Embaixo da ponte, à beira de
um rio fétido, quatro sem-teto
aguardam a passagem de um cadáver, enquanto desfilam a existência vagabunda em diálogos
grotescos, mas de grande apelo
poético. No entanto o espectador
não deve esperar um tratado sociológico ou um suspiro lírico sobre a vida dos deserdados.

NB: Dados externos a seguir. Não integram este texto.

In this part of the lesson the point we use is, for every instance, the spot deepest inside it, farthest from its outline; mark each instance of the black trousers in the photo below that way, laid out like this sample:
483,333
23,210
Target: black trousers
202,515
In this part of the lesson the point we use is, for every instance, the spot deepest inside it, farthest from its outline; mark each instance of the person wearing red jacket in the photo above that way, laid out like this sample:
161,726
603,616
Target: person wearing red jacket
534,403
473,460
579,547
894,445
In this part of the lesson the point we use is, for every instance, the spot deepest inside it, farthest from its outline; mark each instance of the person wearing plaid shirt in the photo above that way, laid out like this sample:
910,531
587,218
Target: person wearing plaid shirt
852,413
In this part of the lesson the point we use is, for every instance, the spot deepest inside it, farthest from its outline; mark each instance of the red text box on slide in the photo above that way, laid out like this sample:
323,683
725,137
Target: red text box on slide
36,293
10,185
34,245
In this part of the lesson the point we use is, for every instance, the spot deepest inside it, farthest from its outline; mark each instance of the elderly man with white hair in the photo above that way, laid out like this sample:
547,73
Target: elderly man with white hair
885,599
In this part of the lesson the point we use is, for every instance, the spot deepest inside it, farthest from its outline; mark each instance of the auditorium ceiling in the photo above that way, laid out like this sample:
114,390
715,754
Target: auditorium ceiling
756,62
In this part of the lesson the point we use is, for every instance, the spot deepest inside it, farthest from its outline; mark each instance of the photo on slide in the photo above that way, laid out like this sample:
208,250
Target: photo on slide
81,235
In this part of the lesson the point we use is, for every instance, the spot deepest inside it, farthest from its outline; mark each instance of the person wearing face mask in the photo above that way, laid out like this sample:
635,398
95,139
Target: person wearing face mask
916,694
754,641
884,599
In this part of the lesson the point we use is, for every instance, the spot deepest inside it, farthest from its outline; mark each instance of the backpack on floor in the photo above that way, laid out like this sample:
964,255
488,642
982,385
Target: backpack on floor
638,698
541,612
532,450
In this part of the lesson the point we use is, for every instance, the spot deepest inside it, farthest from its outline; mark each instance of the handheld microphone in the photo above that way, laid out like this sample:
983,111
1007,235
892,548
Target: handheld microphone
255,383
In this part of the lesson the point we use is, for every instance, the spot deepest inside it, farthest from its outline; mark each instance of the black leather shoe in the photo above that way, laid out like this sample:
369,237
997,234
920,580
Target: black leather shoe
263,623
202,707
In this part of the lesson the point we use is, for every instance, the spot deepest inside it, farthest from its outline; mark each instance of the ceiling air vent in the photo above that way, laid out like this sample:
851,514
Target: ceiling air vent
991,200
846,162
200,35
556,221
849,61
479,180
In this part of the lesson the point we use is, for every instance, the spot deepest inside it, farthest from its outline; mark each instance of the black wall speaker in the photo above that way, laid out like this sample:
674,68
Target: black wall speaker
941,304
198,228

Os andarilhos de "Cachorro!"
não articulam discursos que não
pareçam sair da sua miséria existencial, e a poesia das cenas, quando existe, é afirmada para logo em
seguida ser jogada no lixo pelo
personagem de Ênio Gonçalves,
uma espécie de filósofo da sarjeta.
É inevitável lembrar marginais
de Beckett ou de Plínio Marcos.
Mas o que torna os personagens
de "Cachorro!" interessantes é
que o autor os cria em uma zona
não completamente realista, tornando-os donos de uma dor cheia
de lirismo e também de humor.
Diálogos ágeis sofrem a intervenção de citações, que são assimiladas organicamente.
Se a dramaturgia consegue causar esse saudável estranhamento,
não se pode dizer o mesmo da
maior parte das soluções cênicas.
Ficamos com a impressão de que
a encenação confia demais no texto e prejudica-o, por não corresponder a ele em inventividade.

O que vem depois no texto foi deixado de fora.